Na de twintig zweepslagen ben ik de tel kwijt geraakt en ook het besef van tijd. Net voordat hij nog een keer zijn zweep naar beneden wil laten zijn stopt hij abrupt en zie ik dat zijn ogen glazig zijn, mindlink. 'SHIT!' Roept hij nog voordat hij met zijn zweep de kamer uitloopt. Dus nu zit ik weer alleen in de kamer en kan ik stoppen met mezelf sterk te houden. Mijn hoofd laat ik naar beneden zakken en de zwarte vlekken nemen mijn beeld over totdat alles zwart is.
'Ruby ga naar de kelder!' Zegt de roodharige vader van het meisje op Alpha-toon. Bang knikt ze naar haar vader en haar Beta. Ooit zou zij ook Alpha worden omdat haar broer en haar zusje op brute wijze waren vermoord. Vader wilde dat ze naar de kelder ging, maar zo eigenwijs als ze was ging het dertien-jarige meisje in een kast in de woonkamer zitten. Minstens een kwartier zat ze al in die kast toen ze beweging zag door de kleine spleet die tussen de twee kastdeuren zat. 'Geef mij die Alpha titel en ik laat je familie en jou met rust. Als ik je moet vermoorden om hem te krijgen dan krijgt je dochtertje een zwaar leven hier.' Zegt de boze man die tegen over haar vader stond. 'Ik ga jou niet zomaar mijn roedel geven, Roger.' De boze man roept een naam. Een jongentje van maximaal veertien komt de kamer in gelopen met een blaaspijp. En drie seconden daarna ligt de vader van het meisje op de grond. Kermend van de pijn kronkeld hij heen en weer. De man genaamd Roger springt op haar vader en snijd zijn keel door. Enzo ligt ook haar vader dood op de grond.
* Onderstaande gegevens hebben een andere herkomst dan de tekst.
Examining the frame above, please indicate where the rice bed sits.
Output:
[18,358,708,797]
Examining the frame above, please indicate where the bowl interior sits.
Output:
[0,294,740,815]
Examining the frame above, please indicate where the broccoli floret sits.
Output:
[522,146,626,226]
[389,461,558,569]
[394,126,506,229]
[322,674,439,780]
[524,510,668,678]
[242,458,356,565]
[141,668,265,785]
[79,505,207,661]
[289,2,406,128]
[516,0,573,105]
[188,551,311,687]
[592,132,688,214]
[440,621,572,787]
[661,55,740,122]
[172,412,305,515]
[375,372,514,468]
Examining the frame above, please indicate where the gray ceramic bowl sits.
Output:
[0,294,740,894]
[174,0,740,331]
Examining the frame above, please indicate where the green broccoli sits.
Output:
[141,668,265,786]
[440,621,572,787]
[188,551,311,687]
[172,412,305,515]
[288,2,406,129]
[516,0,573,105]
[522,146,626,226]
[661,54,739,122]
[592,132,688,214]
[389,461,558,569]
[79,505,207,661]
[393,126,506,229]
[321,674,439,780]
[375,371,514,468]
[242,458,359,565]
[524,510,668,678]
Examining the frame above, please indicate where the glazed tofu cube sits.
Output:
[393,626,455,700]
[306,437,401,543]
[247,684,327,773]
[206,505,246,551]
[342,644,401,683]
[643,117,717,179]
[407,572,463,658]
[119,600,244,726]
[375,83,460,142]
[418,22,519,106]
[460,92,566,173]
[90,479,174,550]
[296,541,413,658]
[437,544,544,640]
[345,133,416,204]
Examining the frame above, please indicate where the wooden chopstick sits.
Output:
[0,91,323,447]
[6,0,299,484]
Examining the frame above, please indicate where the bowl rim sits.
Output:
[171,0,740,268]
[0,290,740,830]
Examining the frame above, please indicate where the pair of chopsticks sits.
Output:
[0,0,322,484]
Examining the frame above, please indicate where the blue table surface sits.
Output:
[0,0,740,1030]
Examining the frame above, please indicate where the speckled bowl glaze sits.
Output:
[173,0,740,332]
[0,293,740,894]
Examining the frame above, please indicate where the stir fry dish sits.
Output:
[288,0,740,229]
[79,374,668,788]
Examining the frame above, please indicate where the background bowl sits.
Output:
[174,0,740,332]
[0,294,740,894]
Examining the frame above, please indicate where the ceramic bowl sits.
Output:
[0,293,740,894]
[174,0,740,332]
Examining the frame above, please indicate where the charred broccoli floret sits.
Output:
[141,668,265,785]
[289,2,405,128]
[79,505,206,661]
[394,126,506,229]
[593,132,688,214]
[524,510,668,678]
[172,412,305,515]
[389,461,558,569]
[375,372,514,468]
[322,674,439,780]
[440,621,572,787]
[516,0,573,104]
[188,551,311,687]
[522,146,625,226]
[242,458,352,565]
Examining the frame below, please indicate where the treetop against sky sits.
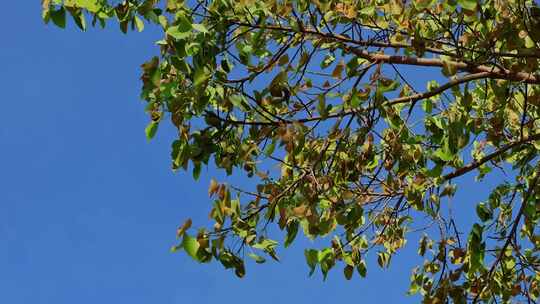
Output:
[42,0,540,303]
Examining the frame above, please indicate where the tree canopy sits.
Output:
[42,0,540,303]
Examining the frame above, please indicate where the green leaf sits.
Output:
[356,260,367,278]
[458,0,478,11]
[166,26,191,40]
[144,121,159,140]
[248,253,266,264]
[191,23,208,34]
[193,67,212,87]
[50,7,66,28]
[182,234,200,261]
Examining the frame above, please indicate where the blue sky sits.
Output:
[0,1,502,304]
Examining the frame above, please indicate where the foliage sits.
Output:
[43,0,540,303]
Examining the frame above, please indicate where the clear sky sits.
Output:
[0,0,502,304]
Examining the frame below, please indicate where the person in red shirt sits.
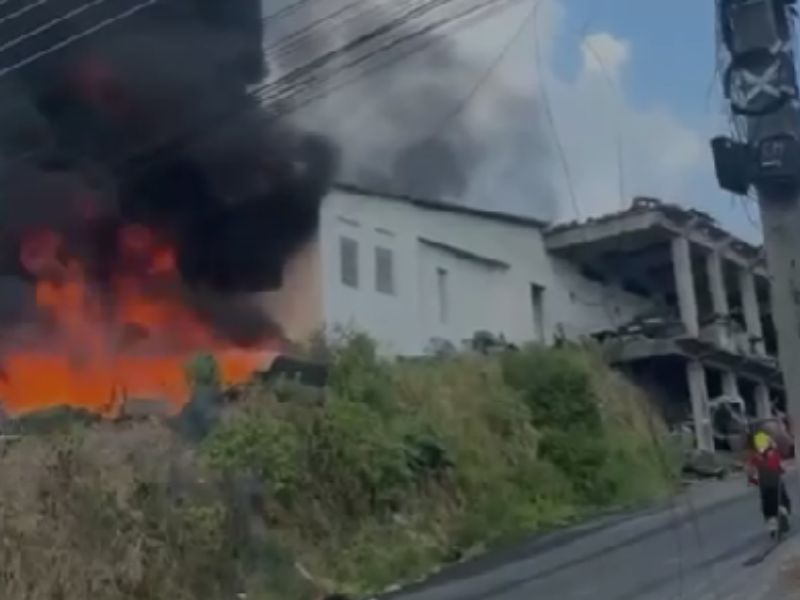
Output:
[747,431,792,537]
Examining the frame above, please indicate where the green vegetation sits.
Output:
[205,336,676,593]
[0,336,675,600]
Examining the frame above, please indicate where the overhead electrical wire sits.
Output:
[257,0,518,114]
[0,0,160,78]
[533,2,583,221]
[0,0,48,24]
[259,0,490,101]
[418,0,541,150]
[0,0,108,57]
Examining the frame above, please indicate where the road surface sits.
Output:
[387,479,800,600]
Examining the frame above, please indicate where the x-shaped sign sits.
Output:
[731,61,785,108]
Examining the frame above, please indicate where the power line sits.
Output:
[0,0,159,77]
[0,0,115,57]
[256,0,517,114]
[426,0,541,146]
[0,0,47,24]
[533,3,582,221]
[259,0,476,100]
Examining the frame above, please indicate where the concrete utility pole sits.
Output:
[712,0,800,451]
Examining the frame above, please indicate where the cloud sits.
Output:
[282,0,711,220]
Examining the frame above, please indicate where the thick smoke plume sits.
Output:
[286,0,558,218]
[0,0,336,343]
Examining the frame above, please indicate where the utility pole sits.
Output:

Ik schrik wakker maar kerm meteen van de akelige wonden rondom mijn polsen en de striemen van Derek zijn zweep. Ik concentreer me op mijn gehoor en hoor dat er buiten deze kamer heel veel remoer is. Mensen gillen, wolven grommen en gevangenen smeken. Wat de hel is er aan de hand daarboven? Mijn gehoor laat ik een beetje vallen en ik ga over op geur. Het leverd me geen drol op, alleen de geur van opgedroogd bloed weet ik op te vangen.
Uitgeput laat ik mijn hoofd zakken. 'Sky, kan je me horen.' Kan ik met pijn in mijn borstkast en keel uitspreken. 'Sky is hier.' Fluisterd de zachte stem van Sky. 'The Dark Souls.' Is alles wat ze zegt voordat ik haar aanwezigheid kwijt raak. Dan pas dringen haar woorden bij me door.